District Attorney Jeff Rosen, Sheriff Laurie Smith and Supervisors Joe Simitian and Mike Wasserman have fought to change the rules so that Santa Clara County would cooperate with Immigration and Customs Enforcement (ICE) to keep violent criminals from returning to local communities. But questions of legality and opposition by immigrant rights advocates stood in the way.

Now Board of Supervisors President Dave Cortese is on record favoring notification of ICE before the county releases prisoners who are here illegally and who are violent or otherwise pose a threat to the public. That should create a board majority to adopt the policy — a positive change to protect citizens and noncitizens alike from predators.

Cortese said he will ask the county’s Bail and Release Working group to report to the board in August with a policy recommendation. The notification rule should put the county on the right side of this issue: not cooperating in deporting minor offenders but reporting people who are a danger to the community and have no legal right to be here.

It is no panacea; Steinle’s slayer had been deported five times before San Francisco released him from custody. It’s still the right thing to do.

In Santa Clara County, the issue of immigration holds surfaced in 2011, when nearly 400 inmates — from minor offenders to violent predators — were sitting in county jail awaiting ICE action. The cost was outrageous, and the legality of holding people beyond their sentences was questioned. Something had to be done. But the county ended up with a policy that, in effect, was the same as San Francisco’s: Neither notifies ICE of pending releases, and neither holds inmates beyond their sentences at ICE’s request unless agents find out about the person independently and get a court order.

Simply notifying ICE when bad guys are about to be released always was an option for Santa Clara County. The effect will be the same from ICE’s perspective — time to come get violators. In March, the Department of Homeland Securityshifted its own policy from requesting holds to asking for notification.

Agreeing to this will be an ideological shift for the board majority, which was persuaded by immigrant advocates several years ago to not help ICE deport anyone, regardless of crimes. Cortese now says the legality of holding people beyond their sentences was the whole issue, and notification is fine with him.

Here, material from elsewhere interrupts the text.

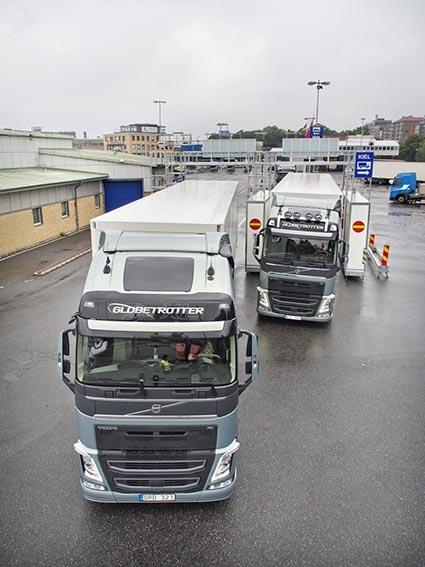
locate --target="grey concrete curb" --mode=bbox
[33,248,91,276]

San Jose and Santa Clara County police agencies for decades have distanced themselves from immigration enforcement in the interest of public safety. If residents who are here illegally or have friends or family in that status fear the local police, they won’t report crime or testify against criminals. The safety of the whole community would be compromised.

But some public officials, including DA Rosen, Sheriff Smith and San Jose Mayor Sam Liccardo, have argued for turning over dangerous criminals. They say their constituents, with or without visas, tell them they don’t want violent predators in their midst.

Supervisor Simitian tried in 2013 to persuade the board to at least hold the “worst of the worst” offenders for ICE, but only Wasserman joined him. Cortese, Cindy Chavez and Ken Yeager voted to stick with the current policy.

We hope that now, with Cortese’s leadership, the board will pass a fair notification policy. You never know. Someday, it might save the life of a Kathryn Steinle.